Rolf Wegener, citoyen allemand, a exercé des activités dans son pays mais aussi à Monaco de 1997 à 1999. Il crée Pointline à Lagos (Nigéria) avec un ami avocat. C’est une société dont le siège est basé au Liechtenstein et ayant pour vocation de gérer le sponsoring de joueurs africains alors libres de droits. Logés blanchis et nourris, ces joueurs doivent en retour une partie de leurs salaires et des primes à Rolf Wegener. Ils sont la propriété de Pointline et ont un statut de domestiques. Ce fût le cas d’Arthur Moses.
Wegener et Courbis se connaissent depuis le transfert de Moses à Toulon, où Courbis fût entraîneur.

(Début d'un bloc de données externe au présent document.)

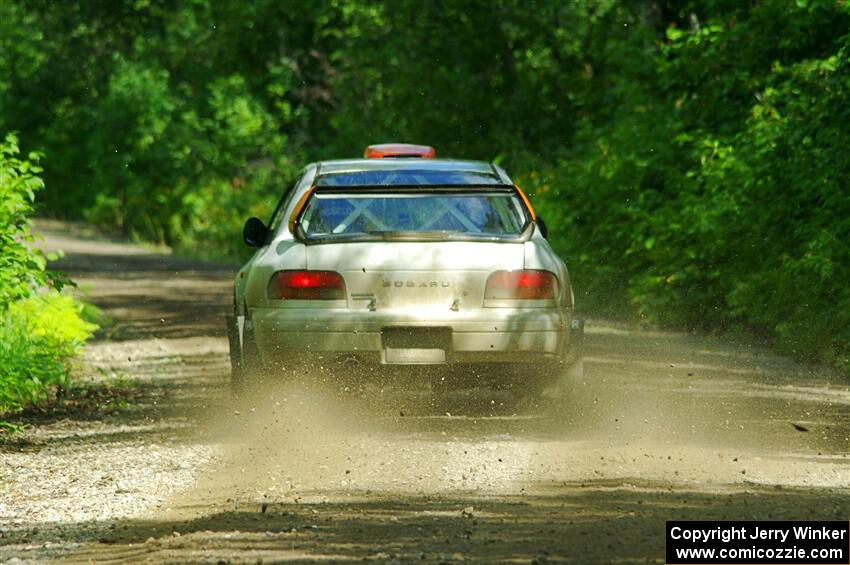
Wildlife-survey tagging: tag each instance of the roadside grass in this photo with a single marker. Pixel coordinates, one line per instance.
(40, 337)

Arthur Moses a fait l’objet de 2 transactions entre l’OM et son club d’alors, le Fortuna Dusseldorf. Prêté à l’OM en 1997 puis transféré en 1998, cette double transaction met en avant la part d’ombre régnant autour des mouvements financiers à l’OM.
En 1996/1997, il est prêté par Dusseldorf au FC Toulon, pour la somme de 400 000F. Mais le club varois n’a pas les moyens de le conserver et cède son option d’achat à l’OM jusqu’au 30 juin 1997 .
Moses signe un contrat de prêt à l’OM avec un salaire de 120 000F/mois, le 12 août 1997. La date de l’option d’achat éest passée et le montant versé pour l’opération s’élève à … 3Millions de francs !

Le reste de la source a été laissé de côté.